日本大百科全書(ニッポニカ) 「ヤーウェ」の意味・わかりやすい解説
ヤーウェ
やーうぇ
Yahweh
Jahve
古代ユダヤ教、とくに『旧約聖書』で用いられる神の名。邦訳聖書(日本聖書協会刊)では文語訳で「エホバ」、口語訳で「主(しゅ)」。そのほか「ヤㇵウェ」「ヤーベ」とも表記される。この神の起源や神名の意味については、種々の学説はあるが、確実なことはかならずしもわかっていない。『旧約聖書』「出エジプト記」によれば、モーセに初めてこの神の名が啓示され(6章2~3節)、またこの神の名がイェヒエ・アシェル・イェヒエ(口語訳「有って有る者」、同3章14節)から説明されている。いずれにしても、このヤーウェと、モーセに率いられてエジプトを脱出した民との間に契約(シナイ契約)が結ばれ、ここに古代イスラエルのヤーウェ宗教が基礎を据えられたのである。ところがこの契約のしるしとしての掟(おきて)(十戒)に、ヤーウェの名をみだりに唱えてはならないとの戒めがあった。
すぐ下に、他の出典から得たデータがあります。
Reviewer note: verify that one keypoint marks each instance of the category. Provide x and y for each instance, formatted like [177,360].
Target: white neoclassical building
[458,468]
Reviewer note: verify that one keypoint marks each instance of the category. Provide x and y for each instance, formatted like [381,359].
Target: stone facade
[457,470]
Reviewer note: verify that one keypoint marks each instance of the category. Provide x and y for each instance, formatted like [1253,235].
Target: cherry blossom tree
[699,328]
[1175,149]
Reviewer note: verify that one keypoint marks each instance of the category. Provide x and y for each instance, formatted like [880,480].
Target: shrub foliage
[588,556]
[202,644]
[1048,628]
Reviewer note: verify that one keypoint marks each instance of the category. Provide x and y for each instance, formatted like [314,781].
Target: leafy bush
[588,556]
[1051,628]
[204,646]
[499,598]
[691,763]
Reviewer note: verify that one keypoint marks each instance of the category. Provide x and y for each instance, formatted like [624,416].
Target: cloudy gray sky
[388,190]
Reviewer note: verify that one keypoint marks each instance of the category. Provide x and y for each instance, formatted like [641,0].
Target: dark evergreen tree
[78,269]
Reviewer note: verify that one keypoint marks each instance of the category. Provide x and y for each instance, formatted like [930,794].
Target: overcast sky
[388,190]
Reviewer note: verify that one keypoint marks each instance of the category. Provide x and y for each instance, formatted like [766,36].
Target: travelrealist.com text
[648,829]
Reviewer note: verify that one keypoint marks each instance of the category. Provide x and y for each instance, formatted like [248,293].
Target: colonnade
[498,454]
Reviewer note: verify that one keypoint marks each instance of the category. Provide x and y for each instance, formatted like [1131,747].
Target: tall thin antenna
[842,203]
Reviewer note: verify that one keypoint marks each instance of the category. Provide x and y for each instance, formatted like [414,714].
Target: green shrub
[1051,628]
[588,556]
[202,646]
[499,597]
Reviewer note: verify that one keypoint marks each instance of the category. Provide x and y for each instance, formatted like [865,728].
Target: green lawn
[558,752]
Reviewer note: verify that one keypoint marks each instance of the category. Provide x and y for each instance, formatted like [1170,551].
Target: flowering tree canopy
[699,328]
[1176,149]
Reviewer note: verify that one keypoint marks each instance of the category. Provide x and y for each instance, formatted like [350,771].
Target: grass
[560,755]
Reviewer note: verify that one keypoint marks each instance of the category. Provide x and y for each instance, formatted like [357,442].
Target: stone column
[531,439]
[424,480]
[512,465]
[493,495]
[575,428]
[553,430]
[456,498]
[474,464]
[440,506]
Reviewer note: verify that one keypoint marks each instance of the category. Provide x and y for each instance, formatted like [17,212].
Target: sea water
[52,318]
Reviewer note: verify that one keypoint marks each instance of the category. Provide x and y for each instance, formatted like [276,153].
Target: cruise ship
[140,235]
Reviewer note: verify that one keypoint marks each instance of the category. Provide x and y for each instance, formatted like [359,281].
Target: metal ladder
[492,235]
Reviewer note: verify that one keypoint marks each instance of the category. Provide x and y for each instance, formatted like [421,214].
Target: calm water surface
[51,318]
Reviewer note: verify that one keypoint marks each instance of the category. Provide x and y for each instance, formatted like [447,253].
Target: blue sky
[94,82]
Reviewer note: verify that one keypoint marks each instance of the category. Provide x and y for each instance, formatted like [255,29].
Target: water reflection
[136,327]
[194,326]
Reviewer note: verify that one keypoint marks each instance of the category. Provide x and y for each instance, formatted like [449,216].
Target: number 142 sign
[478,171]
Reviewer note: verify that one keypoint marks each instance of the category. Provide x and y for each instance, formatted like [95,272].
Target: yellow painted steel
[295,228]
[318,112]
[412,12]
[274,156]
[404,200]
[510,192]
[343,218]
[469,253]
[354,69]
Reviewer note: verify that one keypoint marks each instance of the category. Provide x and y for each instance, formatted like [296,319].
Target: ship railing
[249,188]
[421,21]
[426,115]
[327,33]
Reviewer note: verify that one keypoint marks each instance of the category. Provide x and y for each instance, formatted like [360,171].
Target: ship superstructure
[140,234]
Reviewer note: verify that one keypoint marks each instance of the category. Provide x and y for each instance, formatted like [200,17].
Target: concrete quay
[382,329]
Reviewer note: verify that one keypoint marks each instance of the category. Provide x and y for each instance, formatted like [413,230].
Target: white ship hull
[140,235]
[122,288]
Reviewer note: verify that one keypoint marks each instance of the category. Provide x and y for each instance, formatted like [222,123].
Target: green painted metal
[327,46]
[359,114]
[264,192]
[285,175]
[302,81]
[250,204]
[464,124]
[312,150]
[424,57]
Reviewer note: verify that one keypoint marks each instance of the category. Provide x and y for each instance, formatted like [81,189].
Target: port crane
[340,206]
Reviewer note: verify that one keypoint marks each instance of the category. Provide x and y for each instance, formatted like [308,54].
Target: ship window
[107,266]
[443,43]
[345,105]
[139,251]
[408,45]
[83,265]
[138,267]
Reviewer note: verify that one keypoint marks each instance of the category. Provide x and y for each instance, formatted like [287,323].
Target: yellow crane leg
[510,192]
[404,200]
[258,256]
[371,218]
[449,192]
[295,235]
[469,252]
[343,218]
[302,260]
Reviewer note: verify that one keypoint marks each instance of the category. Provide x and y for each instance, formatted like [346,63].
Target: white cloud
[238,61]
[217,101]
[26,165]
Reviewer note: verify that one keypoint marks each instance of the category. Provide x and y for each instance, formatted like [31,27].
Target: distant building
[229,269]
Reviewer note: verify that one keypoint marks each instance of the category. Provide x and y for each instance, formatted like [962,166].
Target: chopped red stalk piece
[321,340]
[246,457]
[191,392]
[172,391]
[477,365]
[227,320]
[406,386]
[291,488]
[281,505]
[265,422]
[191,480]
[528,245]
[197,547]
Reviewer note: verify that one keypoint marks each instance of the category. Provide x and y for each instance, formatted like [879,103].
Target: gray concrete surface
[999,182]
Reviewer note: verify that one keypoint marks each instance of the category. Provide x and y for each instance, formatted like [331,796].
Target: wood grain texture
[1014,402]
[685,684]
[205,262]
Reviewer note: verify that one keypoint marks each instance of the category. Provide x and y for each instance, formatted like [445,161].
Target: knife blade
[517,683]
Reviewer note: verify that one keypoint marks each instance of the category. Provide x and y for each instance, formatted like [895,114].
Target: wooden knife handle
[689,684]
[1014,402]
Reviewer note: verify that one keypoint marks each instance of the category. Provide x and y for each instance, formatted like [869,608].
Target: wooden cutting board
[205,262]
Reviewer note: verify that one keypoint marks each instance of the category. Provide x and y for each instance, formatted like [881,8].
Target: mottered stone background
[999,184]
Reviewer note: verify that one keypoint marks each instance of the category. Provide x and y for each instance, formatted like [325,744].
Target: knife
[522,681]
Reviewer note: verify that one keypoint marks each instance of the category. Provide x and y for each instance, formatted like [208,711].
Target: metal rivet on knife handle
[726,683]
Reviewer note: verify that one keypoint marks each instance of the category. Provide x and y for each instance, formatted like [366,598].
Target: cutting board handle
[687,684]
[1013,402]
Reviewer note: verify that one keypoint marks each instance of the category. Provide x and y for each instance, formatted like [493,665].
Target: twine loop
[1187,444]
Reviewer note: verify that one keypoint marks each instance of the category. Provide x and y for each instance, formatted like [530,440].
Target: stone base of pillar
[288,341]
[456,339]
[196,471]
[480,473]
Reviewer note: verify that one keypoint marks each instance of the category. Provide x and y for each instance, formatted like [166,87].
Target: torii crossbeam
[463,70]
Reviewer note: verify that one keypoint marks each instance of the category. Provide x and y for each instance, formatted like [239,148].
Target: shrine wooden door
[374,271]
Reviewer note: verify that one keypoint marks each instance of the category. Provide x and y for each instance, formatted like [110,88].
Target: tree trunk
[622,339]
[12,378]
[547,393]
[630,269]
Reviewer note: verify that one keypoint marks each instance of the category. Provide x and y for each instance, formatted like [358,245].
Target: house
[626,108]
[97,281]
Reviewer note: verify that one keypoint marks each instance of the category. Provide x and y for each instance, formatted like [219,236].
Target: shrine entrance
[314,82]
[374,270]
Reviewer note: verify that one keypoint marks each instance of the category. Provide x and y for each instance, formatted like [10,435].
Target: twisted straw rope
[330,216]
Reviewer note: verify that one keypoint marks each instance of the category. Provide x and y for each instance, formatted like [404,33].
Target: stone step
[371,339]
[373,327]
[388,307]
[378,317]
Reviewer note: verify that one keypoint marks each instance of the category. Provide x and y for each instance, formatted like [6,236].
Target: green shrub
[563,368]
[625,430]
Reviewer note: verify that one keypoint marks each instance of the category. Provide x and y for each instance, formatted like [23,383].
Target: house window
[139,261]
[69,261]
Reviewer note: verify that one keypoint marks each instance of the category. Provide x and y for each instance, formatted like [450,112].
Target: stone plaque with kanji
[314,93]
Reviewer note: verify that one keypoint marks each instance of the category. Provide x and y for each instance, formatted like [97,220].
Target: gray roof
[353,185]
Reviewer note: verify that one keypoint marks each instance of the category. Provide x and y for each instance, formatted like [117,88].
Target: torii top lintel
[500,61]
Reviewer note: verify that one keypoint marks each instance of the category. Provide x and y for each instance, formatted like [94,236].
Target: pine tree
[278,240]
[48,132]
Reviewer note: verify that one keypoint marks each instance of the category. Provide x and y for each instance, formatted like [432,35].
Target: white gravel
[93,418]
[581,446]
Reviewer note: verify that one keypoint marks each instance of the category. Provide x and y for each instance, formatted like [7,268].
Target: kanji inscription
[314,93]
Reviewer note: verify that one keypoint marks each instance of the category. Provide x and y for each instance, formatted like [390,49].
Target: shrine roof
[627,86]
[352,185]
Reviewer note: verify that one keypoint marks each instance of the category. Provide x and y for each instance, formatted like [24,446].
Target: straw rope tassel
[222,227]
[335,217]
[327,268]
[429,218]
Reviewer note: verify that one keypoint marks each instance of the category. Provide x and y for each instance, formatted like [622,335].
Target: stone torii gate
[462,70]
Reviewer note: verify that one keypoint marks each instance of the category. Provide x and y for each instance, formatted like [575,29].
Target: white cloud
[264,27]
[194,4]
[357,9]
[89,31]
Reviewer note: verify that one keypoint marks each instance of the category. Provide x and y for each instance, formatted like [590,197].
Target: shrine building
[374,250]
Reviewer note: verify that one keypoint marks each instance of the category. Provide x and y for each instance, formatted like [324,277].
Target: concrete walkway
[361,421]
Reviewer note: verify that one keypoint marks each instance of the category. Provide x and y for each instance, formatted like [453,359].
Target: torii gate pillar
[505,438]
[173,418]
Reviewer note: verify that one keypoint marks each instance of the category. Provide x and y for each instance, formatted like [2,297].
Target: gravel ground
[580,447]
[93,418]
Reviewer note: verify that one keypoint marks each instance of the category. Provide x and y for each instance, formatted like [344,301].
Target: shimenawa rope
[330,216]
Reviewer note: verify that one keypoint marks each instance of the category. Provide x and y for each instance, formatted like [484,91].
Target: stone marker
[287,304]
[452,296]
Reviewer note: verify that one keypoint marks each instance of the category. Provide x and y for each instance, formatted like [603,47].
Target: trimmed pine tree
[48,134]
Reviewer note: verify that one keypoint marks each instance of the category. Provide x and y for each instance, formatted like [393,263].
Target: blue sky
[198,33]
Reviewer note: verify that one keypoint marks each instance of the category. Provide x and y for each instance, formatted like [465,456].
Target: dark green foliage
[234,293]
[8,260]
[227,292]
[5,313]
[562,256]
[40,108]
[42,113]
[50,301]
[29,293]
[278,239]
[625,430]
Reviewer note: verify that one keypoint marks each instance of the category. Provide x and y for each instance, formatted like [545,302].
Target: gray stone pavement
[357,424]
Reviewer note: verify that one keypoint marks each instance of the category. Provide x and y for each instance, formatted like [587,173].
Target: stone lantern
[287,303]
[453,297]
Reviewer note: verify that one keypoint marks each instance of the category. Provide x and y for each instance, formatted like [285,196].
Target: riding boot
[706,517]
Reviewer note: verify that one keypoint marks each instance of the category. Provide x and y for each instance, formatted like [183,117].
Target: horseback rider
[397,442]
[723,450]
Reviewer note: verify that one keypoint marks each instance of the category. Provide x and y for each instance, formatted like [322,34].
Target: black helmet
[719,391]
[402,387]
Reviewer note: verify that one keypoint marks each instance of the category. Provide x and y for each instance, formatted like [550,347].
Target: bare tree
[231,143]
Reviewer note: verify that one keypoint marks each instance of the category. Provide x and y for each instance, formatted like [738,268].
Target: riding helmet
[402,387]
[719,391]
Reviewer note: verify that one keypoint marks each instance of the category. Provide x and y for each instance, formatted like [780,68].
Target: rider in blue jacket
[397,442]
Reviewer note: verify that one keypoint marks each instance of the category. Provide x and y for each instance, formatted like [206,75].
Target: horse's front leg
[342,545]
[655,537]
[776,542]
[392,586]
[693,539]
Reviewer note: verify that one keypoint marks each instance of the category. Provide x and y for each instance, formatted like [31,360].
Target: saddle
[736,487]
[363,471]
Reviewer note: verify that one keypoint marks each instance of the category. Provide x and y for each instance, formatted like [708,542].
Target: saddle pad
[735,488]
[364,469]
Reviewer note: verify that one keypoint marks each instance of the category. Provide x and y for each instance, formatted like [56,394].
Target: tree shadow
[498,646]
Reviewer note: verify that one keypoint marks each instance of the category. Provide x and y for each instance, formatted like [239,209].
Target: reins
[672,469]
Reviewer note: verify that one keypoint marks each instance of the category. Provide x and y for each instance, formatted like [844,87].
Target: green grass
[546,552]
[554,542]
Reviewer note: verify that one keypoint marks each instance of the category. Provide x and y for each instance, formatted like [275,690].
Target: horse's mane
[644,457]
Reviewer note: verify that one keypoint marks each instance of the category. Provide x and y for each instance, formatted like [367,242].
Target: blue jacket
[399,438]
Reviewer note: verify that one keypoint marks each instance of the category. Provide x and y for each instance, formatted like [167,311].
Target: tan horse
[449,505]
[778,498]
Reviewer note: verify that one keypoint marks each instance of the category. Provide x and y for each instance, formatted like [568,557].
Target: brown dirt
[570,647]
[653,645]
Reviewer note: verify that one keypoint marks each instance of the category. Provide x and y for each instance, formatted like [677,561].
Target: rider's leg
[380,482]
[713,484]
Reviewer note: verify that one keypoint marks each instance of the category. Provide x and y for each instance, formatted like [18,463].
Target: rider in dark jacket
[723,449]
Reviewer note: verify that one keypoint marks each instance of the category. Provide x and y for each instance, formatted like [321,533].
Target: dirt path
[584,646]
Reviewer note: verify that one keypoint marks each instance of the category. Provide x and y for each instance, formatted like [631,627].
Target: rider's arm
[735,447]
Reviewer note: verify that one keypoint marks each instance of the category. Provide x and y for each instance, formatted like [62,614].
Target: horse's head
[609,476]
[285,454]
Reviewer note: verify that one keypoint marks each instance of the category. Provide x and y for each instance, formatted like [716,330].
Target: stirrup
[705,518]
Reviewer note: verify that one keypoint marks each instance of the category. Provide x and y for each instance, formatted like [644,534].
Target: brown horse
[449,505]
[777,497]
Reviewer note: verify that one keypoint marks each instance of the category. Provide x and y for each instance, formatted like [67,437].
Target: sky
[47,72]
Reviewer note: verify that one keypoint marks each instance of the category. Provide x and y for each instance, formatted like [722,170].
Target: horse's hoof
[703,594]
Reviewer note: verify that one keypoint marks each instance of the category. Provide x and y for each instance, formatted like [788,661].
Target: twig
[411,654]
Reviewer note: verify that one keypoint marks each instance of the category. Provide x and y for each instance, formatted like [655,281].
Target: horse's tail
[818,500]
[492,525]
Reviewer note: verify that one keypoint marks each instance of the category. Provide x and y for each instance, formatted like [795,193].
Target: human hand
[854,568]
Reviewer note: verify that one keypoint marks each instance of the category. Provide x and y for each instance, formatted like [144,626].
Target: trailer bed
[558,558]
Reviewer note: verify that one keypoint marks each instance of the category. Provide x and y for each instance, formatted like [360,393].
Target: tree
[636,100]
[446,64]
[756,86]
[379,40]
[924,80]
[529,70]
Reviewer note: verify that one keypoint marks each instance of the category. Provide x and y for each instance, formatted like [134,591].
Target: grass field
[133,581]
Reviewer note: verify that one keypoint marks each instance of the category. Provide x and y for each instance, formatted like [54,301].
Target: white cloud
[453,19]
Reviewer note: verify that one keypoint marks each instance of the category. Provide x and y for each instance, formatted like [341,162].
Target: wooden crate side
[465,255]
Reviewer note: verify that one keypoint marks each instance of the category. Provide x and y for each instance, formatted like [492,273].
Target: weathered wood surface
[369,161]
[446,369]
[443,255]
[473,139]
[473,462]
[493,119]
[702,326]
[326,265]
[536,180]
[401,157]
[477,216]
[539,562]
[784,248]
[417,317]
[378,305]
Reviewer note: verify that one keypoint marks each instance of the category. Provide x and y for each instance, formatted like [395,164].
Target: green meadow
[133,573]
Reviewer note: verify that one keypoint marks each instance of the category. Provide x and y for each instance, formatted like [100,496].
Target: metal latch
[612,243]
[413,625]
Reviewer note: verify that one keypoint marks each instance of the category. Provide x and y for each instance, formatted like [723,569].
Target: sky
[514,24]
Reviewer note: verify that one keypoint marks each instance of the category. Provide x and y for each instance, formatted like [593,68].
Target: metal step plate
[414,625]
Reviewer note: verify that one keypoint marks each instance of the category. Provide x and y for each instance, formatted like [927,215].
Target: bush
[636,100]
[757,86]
古代イスラエル人は、そして今日のユダヤ教徒も、この戒めを固く守り通したため、元来子音のみで記されたこの神名YHWH(四聖文字)の発音は長く忘れられていた。これが、Yahwehと判明するのは19世紀以降のことである。「主」は古代ギリシア語訳に基づく。「エホバ」は誤り。なお、元来イスラエルの神であったヤーウェは、『旧約聖書』の預言者たちによって絶対唯一神へと高められていった。